When reviewing the rules of American culture, I have thought about my own experiences and feelings with the rules of sympathy. I agree with the first rule. Unfortunately, people often crave attention to be give sympathy which is seen a lot today on social media. However, when something bad does happen to the individual, people are less likely to reach out to the person, give sympathy or assistance, and things of that matter. I agree and do not agree with the second rule. I agree that if one has a reason to claim sympathy that they should but dragging the situation out can be repetitive and others can build a tolerance in a way to your situation. However, I do not agree with this rule because if an individual is in a situation, such as losing a parent, a lifelong effecting event, difficult things may come up which triggers this event in which sympathy should be given when it is needed to support the individual. I do agree with the third rule. If one does not accept when others is giving sympathy to them, they often are seen as stubborn, selfish, have an attitude and are better than everyone else. Verbal and non-verbal signals can help one determine if one is accepting or denying the sympathy given to them and determines their personality or way of life.

Clark, C., 1998. Misery And Company: Sympathy In Everyday Life. University of Chicago Press, pp.103-108.

Who deserves sympathy for the longest amount of time? (1 is the highest and 7 is the lowest)

  1. Breaking a leg and having to stay on a cast and crutches for 6 months (4)
  2. Having to take a really hard sociology class from a professor who according to rumors is really mean (6)
  3. Having a parent die when you are only 20 years old (1)
  4. Having a parent die when you are 55 years old (2)
  5. Being dumped by your boy/girlfriend after dating them for 3-4 years (3)
  6. Flunking out of college (%)
  7. Being expelled from college after being caught cheating (7)

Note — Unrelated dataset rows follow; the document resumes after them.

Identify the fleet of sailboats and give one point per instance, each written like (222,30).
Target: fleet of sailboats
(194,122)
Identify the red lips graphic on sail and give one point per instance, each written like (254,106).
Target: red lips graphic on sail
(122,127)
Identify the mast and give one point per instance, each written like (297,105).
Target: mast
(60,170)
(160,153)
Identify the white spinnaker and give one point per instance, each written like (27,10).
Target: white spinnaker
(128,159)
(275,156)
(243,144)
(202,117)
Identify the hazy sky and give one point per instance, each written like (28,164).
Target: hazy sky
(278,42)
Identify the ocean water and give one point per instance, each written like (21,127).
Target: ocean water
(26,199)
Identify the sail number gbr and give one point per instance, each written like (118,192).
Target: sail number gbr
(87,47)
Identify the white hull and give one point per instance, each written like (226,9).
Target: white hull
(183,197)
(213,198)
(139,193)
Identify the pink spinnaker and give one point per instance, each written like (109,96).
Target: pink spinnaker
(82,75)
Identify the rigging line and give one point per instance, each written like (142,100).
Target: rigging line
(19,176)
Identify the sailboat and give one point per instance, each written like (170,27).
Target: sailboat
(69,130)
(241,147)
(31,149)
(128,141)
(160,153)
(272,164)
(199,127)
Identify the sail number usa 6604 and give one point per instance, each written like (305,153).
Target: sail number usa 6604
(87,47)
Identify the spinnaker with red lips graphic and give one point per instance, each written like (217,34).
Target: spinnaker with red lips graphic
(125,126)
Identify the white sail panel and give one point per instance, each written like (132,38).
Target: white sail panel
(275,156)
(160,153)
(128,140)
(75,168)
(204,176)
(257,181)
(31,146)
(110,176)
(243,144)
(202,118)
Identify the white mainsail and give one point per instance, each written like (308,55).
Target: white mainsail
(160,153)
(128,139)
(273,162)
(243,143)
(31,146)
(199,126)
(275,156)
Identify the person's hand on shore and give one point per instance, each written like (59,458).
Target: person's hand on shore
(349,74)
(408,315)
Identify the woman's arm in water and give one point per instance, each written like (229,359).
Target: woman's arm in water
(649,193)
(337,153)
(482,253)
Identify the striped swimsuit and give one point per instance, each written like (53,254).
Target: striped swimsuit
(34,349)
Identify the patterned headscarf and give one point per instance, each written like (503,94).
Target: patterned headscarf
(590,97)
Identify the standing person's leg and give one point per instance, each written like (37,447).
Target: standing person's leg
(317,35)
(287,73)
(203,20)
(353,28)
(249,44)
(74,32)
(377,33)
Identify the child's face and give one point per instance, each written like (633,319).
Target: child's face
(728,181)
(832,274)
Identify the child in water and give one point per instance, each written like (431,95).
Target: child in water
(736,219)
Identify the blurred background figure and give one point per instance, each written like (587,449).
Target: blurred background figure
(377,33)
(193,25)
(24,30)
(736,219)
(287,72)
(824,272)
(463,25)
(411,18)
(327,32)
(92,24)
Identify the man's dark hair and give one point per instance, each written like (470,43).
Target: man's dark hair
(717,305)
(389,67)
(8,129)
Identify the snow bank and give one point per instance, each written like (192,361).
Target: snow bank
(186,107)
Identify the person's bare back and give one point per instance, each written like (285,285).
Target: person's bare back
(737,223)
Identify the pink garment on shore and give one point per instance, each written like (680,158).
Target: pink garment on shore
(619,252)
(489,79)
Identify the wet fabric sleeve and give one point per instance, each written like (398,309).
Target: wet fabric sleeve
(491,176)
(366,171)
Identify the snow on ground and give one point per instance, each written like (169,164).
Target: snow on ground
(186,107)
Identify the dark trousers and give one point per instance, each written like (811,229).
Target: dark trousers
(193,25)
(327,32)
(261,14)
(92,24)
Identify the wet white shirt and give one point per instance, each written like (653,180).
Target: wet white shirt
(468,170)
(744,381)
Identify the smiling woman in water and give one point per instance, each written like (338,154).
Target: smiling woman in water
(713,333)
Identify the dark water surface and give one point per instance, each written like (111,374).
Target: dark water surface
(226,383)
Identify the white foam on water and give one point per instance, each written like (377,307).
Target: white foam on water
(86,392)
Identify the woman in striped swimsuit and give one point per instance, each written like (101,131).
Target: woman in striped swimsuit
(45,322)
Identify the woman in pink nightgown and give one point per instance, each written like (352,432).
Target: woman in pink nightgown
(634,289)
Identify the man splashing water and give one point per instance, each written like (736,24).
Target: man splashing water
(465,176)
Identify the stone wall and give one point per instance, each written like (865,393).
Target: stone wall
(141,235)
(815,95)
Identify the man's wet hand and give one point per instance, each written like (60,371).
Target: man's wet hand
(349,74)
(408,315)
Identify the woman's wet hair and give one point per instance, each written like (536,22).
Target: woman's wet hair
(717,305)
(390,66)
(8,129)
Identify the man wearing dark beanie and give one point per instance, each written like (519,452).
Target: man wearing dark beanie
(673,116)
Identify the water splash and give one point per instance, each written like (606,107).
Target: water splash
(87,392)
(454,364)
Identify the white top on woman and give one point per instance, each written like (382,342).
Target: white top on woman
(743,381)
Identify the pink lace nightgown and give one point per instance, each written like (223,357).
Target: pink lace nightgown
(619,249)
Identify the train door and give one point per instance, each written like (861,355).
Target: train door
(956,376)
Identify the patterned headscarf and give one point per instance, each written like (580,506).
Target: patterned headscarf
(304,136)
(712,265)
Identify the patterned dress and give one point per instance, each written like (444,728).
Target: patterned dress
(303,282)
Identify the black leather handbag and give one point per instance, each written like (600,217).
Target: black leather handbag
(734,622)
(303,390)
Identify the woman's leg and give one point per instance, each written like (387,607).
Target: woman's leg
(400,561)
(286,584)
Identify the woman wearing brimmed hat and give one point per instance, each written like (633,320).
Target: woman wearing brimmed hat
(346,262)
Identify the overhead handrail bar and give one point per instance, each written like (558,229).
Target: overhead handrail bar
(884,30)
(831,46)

As I reviewed the situations and ordered how long I would give someone sympathy to, I realized that these answers will be different to everyone based on their feelings and personal experiences. I personally put myself in each situation as if I had a friend who (enter situation here) and then asked myself how “bad” would I feel for them and how much sympathy would I give to them? Based on my personal experiences, beliefs, feelings, etc, I ordered the situations from how much sympathy I would give to someone. I would give the most amount of sympathy to an individual who has a parent pass away when they are twenty years old and I would give the least amount of sympathy to someone who was expelled from college after being caught cheating. I do think it is possible for someone to receive or offer sympathy for an indefinite amount of time. We, humans, often do not give sympathy indefinitely due to patience and tolerance but I do think it is possible. I think it depends on each individual’s personality and situation. I think their may be some gender differences with sympathy due to cultural beliefs but I do not think that their should be a large difference. Often men are supposed to be tough so if they give or receive sympathy they may not be seen as tough. However, I feel that no matter your gender, giving and receiving sympathy is being kind.